Anevia’s video CDN solution promises to deliver low
latency and broadcast-quality content, even during high viewing periods. NEA-CDN
does this by using video-caching algorithms, such as content awareness, to
improve efficiency and hit-ratio. Coupled with a “chunk-sharing technology”
between live and cloud DVR services, it also claims to enhance content delivery
performance and optimise network usage by up to 30%.
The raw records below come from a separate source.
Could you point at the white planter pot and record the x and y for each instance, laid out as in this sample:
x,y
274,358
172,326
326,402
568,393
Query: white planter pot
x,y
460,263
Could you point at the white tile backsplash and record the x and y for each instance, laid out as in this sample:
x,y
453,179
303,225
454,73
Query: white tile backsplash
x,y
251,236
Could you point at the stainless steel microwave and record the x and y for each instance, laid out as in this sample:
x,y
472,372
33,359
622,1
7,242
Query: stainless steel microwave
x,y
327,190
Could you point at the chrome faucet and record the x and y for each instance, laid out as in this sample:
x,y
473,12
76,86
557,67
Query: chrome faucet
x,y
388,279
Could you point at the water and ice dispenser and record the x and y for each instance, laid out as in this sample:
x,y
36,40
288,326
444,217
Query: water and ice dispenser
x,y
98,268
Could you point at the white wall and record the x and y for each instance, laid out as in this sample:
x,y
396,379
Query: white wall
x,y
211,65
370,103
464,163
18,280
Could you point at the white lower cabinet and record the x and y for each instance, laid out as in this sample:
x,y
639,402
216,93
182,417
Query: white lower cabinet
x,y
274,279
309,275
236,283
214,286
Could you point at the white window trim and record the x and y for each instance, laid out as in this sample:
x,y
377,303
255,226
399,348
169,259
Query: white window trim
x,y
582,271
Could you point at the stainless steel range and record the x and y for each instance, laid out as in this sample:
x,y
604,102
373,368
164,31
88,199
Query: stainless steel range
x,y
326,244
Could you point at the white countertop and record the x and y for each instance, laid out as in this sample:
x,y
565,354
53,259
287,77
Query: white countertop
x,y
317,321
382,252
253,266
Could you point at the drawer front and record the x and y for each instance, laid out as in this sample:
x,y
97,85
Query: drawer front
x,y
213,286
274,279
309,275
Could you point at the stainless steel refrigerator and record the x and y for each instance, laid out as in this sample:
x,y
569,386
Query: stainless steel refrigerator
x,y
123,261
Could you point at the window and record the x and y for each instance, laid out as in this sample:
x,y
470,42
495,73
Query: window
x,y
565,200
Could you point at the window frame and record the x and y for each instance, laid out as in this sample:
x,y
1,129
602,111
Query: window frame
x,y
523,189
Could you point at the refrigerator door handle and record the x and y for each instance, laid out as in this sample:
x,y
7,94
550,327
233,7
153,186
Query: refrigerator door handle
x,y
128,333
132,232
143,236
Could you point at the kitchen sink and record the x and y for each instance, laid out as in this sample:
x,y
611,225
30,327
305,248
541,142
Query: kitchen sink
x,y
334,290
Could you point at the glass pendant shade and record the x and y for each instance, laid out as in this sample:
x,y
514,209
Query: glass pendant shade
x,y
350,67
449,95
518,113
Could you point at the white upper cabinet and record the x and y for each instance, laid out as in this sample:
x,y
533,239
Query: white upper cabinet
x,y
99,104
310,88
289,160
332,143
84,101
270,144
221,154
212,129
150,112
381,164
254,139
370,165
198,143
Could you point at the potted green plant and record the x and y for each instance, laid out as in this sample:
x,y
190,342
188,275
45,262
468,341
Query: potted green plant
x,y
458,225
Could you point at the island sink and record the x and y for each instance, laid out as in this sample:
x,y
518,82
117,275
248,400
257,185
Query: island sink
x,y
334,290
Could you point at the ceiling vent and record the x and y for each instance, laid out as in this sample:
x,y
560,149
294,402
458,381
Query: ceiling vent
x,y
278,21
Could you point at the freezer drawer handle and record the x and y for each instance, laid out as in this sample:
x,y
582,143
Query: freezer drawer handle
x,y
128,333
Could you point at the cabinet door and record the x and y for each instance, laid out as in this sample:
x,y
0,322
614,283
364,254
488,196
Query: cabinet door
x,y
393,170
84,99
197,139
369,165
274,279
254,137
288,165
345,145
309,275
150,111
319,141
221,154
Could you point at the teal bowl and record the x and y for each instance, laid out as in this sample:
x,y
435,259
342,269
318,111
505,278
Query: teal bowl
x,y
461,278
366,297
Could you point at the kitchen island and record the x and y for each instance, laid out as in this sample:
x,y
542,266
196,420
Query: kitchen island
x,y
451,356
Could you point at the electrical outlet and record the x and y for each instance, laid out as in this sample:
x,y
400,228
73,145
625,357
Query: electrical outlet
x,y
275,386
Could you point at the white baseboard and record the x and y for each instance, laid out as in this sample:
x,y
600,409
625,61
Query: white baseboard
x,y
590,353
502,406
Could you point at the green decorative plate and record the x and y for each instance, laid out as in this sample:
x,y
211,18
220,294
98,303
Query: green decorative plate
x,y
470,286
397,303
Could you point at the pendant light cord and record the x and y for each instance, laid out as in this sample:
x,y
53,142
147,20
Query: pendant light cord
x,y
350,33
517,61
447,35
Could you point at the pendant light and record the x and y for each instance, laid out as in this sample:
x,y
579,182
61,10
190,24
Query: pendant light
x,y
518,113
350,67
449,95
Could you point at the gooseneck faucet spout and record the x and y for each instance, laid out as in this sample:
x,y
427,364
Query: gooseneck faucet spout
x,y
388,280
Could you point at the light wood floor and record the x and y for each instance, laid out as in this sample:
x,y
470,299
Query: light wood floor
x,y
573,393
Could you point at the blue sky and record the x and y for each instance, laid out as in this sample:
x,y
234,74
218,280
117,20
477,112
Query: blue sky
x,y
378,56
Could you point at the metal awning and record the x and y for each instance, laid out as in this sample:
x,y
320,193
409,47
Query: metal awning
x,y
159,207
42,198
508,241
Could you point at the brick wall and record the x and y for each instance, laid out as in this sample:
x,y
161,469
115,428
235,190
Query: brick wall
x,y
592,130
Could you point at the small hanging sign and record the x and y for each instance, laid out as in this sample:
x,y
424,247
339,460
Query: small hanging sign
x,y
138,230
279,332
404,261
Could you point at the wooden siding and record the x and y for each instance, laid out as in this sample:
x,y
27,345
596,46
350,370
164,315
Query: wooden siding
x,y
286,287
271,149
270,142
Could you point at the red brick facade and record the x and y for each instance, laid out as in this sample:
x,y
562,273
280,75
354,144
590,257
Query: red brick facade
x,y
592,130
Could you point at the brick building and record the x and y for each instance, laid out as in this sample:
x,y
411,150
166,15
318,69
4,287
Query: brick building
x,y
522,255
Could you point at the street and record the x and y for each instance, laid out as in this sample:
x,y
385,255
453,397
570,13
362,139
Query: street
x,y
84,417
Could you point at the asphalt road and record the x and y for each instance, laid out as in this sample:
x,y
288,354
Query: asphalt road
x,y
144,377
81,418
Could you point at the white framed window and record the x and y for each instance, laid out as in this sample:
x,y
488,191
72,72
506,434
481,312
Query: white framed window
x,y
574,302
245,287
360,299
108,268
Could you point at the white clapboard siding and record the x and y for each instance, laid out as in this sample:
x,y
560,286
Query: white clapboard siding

NEA-CDN can also run on an elastic cloud infrastructure
“that can match any viewing demand” by temporarily scaling up during
peaks. Alternatively, for managed mobile and IPTV networks, it can also
use MABR technology so that high audience streams can be played back
immediately by an unlimited number of viewers, simultaneously. For unmanaged
networks, it can also use peer-to-peer acceleration to overcome network
capacity limitations.
Brightcove’s biggest recent release was Brightcove
Beacon. It’s a SaaS-based OTT platform, comprising a Content Management System
(CMS), an admin portal, and an application generator. In the CMS, users can
designate how you want your content to be displayed to users—creating content
playlists and the content publishing structure (using easy-to-change metadata
tags). The admin portal permits design of the UEX and also set up of any
advertising.
With this done, the application generator will create native
code for the specific devices on which you want to launch the OTT experience.
The whole process makes it a lot quicker to package your app and submit it to
the appropriate app stores—making it easier than ever to get to market.